Es ist die Rede davon, dass Sie der Präsident des künftigen Stiftungsrats werden sollten. Stehen Sie für ein solches Amt zur Verfügung? Ist das Ihr Ehrgeiz?

Ich habe überhaupt keinen Ehrgeiz, irgend welche Ämter zu besetzen. Meine bisherige Karriere zeigt deutlich, dass ich mich nicht um Ämter bemüht habe, sondern dass Ämter an mich herangetragen worden sind. So ist es auch hier. Die Ministerin hat mich gebeten, mich um diese Dinge zu kümmern, weil ich durch die Tätigkeit im Wissenschaftsrat und als Historiker eine gewisse Nähe zu den Problemen habe. Ich habe kein Junktim hergestellt zwischen meiner jetzigen Tätigkeit und einer späteren Präsidentschaft in einem solchen Stiftungsrat.

Es gibt in Deutschland eine Krise der Geisteswissenschaften, die dadurch gekennzeichnet ist, dass bei der Verteilung der Gelder die Naturwissenschaften, die Ingenieurwissenschaften und die Medizin ganz vorn stehen und die Geisteswissenschaften abgeschlagen sind. Dasselbe kann man in der öffentlichen Wahrnehmung beobachten. Der Wissenschaftsrat möchte die Geisteswissenschaften aufwerten. Ist die Neuorganisation der historischen Auslandsinstitute in diese Bestrebungen einzuordnen?

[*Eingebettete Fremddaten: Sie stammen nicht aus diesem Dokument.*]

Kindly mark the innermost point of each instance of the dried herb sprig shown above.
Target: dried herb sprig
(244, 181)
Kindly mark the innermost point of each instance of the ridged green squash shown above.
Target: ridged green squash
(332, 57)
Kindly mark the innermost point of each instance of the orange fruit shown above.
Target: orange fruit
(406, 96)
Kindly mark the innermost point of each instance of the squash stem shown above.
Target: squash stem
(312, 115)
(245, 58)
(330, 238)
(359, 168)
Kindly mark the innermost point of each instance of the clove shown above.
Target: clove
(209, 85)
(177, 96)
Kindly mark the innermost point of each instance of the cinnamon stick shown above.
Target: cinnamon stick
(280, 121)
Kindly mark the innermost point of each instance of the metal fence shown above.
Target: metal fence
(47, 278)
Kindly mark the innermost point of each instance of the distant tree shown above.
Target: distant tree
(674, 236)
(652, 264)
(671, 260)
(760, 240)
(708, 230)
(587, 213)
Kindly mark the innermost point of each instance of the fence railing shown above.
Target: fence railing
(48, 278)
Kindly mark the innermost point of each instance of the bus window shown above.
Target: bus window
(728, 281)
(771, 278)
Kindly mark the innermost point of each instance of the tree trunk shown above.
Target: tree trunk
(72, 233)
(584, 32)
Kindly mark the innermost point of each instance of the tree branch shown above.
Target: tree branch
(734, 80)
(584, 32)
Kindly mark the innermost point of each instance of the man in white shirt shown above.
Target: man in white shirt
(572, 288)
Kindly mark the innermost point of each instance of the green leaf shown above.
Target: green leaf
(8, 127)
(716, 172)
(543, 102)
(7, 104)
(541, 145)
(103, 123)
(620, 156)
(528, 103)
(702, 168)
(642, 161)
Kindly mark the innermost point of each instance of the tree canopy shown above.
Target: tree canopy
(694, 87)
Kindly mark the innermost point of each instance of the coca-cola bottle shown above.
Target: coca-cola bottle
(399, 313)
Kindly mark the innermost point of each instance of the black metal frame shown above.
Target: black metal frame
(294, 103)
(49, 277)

Ich glaube ja. Wenn die Geisteswissenschaften im Verteilungssystem der Gelder Erfolg haben wollen, müssen sie sich auch den Formen anpassen, die durch die Naturwisseschaften geprägt worden sind. Wir haben es bei den Sonderforschungsbereichen gesehen. Zunächst haben die Geisteswissenschaften zurückhaltend auf dieses Angebot reagiert. Jetzt, nachdem sie unter Druck geraten sind, greifen die Geisteswissenschaftler zunehmend auf Sonderforschungsbereiche zurück. Wir passen uns auch bei der Neukonstruktion für die historischen Auslandsinstitute bewährten Förderformen an, weil wir im Wettbewerb stehen. Hinzu kommt: In einem knappen halben Jahrzehnt wird darüber nachgedacht, ob nicht die nationalen Einrichtungen in der Forschung mit einem europäischen Netz verbunden werden. Dann muss man über eine handlungskräftige Organisation verfügen, wie wir es jetzt mit der Stiftung planen. Deshalb engagiere ich mich dafür - nicht als Agent des Ministeriums, sondern als Wissenschaftler.